Was thinking about it as a way to name for a granddad Harvey. But I think I might not be brave enough: Hale seems the much safer option for a boy.
on August 6th, 2012 at 3:36 am
This seems weird but I actually like the name Harvest!!
on August 6th, 2012 at 4:03 am
The only one from this list I would consider is Brook. Harvest is a interesting choice but I am not brave enough to use as a first name.
on August 6th, 2012 at 4:08 am
There are twin NBA players named Brook & Robin Lopez. Love Brooks but I’d never considered Brook until I saw him. Brooke for a girl is so dated but Brook for a boy is refreshing
on August 6th, 2012 at 7:31 am
I am not a big fan of most unisex names. But I do like some word names that might be considered unisex (Ever, Lyric). I don’t like any on here though, except maybe Blue. Thankfully, as a writer I’m allowed to use weird names for characters! And I have known both a female and male Brook, both under 18.

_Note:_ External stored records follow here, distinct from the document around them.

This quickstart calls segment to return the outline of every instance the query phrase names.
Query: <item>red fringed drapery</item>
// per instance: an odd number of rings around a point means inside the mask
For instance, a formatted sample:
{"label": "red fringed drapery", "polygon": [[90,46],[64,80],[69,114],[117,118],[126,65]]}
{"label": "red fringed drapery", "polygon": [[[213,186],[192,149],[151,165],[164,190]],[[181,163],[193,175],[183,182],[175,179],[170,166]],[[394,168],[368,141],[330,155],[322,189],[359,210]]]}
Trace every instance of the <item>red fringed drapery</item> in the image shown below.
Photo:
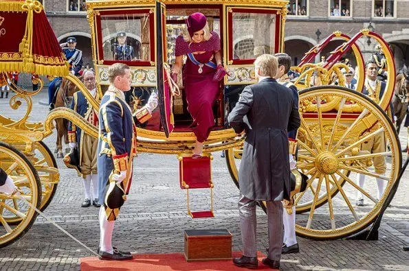
{"label": "red fringed drapery", "polygon": [[39,2],[0,1],[0,71],[68,74],[68,62]]}

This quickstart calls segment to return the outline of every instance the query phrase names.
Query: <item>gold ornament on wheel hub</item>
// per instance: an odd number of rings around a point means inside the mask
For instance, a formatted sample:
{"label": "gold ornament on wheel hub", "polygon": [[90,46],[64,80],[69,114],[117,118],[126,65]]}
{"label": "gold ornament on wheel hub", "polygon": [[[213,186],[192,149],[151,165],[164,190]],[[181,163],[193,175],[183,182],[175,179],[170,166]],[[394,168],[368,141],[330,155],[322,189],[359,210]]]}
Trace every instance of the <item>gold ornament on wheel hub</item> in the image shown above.
{"label": "gold ornament on wheel hub", "polygon": [[316,158],[316,167],[324,174],[333,174],[338,169],[338,159],[330,152],[323,152]]}

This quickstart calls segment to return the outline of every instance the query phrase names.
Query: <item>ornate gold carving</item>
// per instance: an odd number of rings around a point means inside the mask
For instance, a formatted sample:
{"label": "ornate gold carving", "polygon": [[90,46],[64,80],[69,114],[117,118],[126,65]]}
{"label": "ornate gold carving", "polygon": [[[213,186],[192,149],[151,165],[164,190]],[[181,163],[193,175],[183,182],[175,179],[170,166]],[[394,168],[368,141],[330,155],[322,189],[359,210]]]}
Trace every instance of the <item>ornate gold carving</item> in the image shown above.
{"label": "ornate gold carving", "polygon": [[333,34],[334,35],[335,35],[335,36],[336,36],[336,37],[340,37],[340,36],[341,36],[341,35],[342,34],[342,32],[341,32],[340,31],[334,31],[334,32],[333,32]]}

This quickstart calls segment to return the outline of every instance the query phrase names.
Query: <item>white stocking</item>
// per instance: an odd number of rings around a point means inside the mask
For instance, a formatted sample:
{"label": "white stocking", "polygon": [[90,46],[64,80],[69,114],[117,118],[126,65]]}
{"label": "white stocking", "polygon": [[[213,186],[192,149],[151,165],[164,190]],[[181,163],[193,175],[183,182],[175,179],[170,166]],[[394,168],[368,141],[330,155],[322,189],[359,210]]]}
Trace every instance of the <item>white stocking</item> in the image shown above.
{"label": "white stocking", "polygon": [[85,198],[91,200],[91,175],[85,175],[85,178],[82,180],[84,182]]}
{"label": "white stocking", "polygon": [[93,196],[94,200],[99,198],[98,174],[92,174],[92,196]]}
{"label": "white stocking", "polygon": [[289,215],[287,210],[283,211],[283,224],[284,224],[284,244],[291,246],[297,244],[296,238],[296,207],[291,207],[293,213]]}
{"label": "white stocking", "polygon": [[107,220],[105,208],[102,204],[100,208],[100,250],[113,254],[112,248],[112,233],[115,221]]}
{"label": "white stocking", "polygon": [[382,198],[384,192],[385,191],[385,180],[380,178],[376,178],[376,182],[378,185],[378,200]]}
{"label": "white stocking", "polygon": [[[365,175],[358,174],[358,186],[362,189],[364,189],[364,184],[365,183]],[[357,192],[357,200],[363,200],[364,194],[360,191]]]}

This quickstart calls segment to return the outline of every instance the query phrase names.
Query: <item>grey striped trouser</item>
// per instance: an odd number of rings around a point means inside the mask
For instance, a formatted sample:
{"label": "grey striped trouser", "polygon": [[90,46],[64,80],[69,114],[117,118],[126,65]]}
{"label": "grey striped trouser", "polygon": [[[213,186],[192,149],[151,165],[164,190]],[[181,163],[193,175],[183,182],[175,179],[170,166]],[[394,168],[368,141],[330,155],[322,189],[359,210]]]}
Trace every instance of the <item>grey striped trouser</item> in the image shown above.
{"label": "grey striped trouser", "polygon": [[[266,205],[269,239],[267,257],[271,260],[280,261],[283,246],[283,204],[280,201],[269,201],[266,202]],[[243,255],[250,257],[257,257],[256,207],[256,201],[240,195],[239,213]]]}

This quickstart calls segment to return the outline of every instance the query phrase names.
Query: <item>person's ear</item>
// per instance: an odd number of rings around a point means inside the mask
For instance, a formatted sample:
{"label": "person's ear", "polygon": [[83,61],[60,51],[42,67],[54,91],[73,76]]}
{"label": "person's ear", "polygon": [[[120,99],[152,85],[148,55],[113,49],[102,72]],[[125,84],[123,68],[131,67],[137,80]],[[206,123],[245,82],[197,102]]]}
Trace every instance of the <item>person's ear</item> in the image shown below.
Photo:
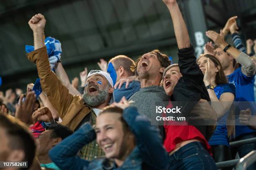
{"label": "person's ear", "polygon": [[218,72],[220,71],[220,66],[219,65],[218,65],[218,66],[217,66],[216,68],[216,70],[215,71],[215,72]]}
{"label": "person's ear", "polygon": [[56,145],[58,144],[61,141],[62,139],[61,138],[54,138],[54,141],[53,143],[52,144],[52,147],[55,146]]}
{"label": "person's ear", "polygon": [[113,87],[110,87],[108,88],[108,93],[113,93],[114,92],[114,88]]}
{"label": "person's ear", "polygon": [[22,161],[25,159],[24,150],[21,149],[12,150],[7,158],[7,160],[11,162]]}
{"label": "person's ear", "polygon": [[124,73],[124,69],[123,68],[123,67],[122,66],[119,67],[118,72],[119,72],[119,75],[120,75],[120,77],[121,77]]}
{"label": "person's ear", "polygon": [[161,67],[160,68],[160,70],[159,70],[159,72],[161,73],[164,73],[164,70],[165,70],[165,68],[164,67]]}
{"label": "person's ear", "polygon": [[231,55],[228,53],[228,58],[230,60],[233,61],[234,60],[234,58]]}

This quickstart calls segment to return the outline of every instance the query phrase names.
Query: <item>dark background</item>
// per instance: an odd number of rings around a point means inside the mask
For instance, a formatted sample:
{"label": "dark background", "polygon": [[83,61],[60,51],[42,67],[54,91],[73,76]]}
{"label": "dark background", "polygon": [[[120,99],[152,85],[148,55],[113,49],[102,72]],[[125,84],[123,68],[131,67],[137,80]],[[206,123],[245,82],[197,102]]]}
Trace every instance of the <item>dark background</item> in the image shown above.
{"label": "dark background", "polygon": [[[256,0],[178,0],[192,42],[194,33],[219,31],[230,17],[238,16],[245,43],[256,38]],[[161,0],[0,0],[0,90],[26,89],[37,78],[35,66],[26,58],[25,45],[33,45],[28,24],[41,13],[46,20],[46,36],[61,43],[61,61],[70,81],[87,67],[99,69],[123,54],[133,59],[159,49],[177,62],[177,45],[169,11]],[[230,36],[227,37],[231,42]],[[205,42],[209,40],[204,36]],[[230,42],[231,43],[231,42]],[[200,45],[199,45],[200,46]],[[202,48],[202,47],[199,47]]]}

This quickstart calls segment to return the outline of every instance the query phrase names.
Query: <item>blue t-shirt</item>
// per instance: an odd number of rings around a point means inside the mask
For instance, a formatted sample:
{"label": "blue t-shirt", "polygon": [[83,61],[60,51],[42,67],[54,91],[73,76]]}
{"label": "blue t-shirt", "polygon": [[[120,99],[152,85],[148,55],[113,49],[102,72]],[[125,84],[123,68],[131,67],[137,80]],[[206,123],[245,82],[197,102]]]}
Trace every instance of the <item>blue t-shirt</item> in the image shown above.
{"label": "blue t-shirt", "polygon": [[59,167],[58,167],[57,165],[56,165],[54,162],[46,164],[41,163],[40,164],[40,166],[41,167],[44,167],[46,168],[52,169],[54,170],[61,170],[61,169],[59,169]]}
{"label": "blue t-shirt", "polygon": [[126,85],[126,83],[124,83],[120,89],[118,88],[114,90],[115,102],[119,102],[123,96],[125,96],[128,100],[133,94],[141,89],[141,83],[138,81],[130,82],[127,88],[125,88]]}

on August 6th, 2012 at 8:24 am
I too wonder the roots of Kline. I’m not sure if I would say boy or girl since I’ve never heard it before.
Harper is definitely a girl to me.
Harvest I would say boy I think.
Sky definitely works as a boy’s name, but I prefer the girl’s name Skye.
Brooks is ok for a boy but Brook is too much like Brooke, definitely girl.
Dev is a great name, and Jai is cool, by far the most masculine names on this list.
Blue seems to be the most unisex on this list, being a word name.
And any form of Elliott seems like a boy’s name, although I really like the French spelling Eliette for a girl.
on August 6th, 2012 at 9:03 am
I’d use Sky and Blue for boys in a heartbeat, I love them.
on August 6th, 2012 at 10:06 am
Kline made me think of Collins, the name of Michael Oher’s sister in The Blind Side. I would assume, like I did about Collins, that it is a family last name or something.
on August 6th, 2012 at 10:19 am
I pondered Harvest for a few moments but quickly remembered that our church’s Kid Ministry is called Harvestland. That would be like a boy named Mason going to church at Masonland 🙂
on August 6th, 2012 at 10:54 am
I’m incapable of reading Sloane as anything other than Slow-Anne. Drop the E plz.
Alexia Mae Said
on August 6th, 2012 at 12:45 pm
I think Kline might have been inspired by Patsy Cline.
on August 6th, 2012 at 12:57 pm
I am puzzled by Kline. It looks like the parents tried to match baby girl’s name to mom’s by spelling Cline with a K. I hope Kline proper is a family name, otherwise, yarf.
I have always loved Harper better for a boy (yes, I am aware of the Harper Lee connection, but Harper still rings masculine to me). Along these gentle giant lines, I like Sky and Elliot for boys.
Dev is interesting (probably because it rhymes with one of my favorite sleek boy choices: Lev) but I am so over Sloan(e) and Brook(e) for either sex. All variations of those names scream trendeigh to me.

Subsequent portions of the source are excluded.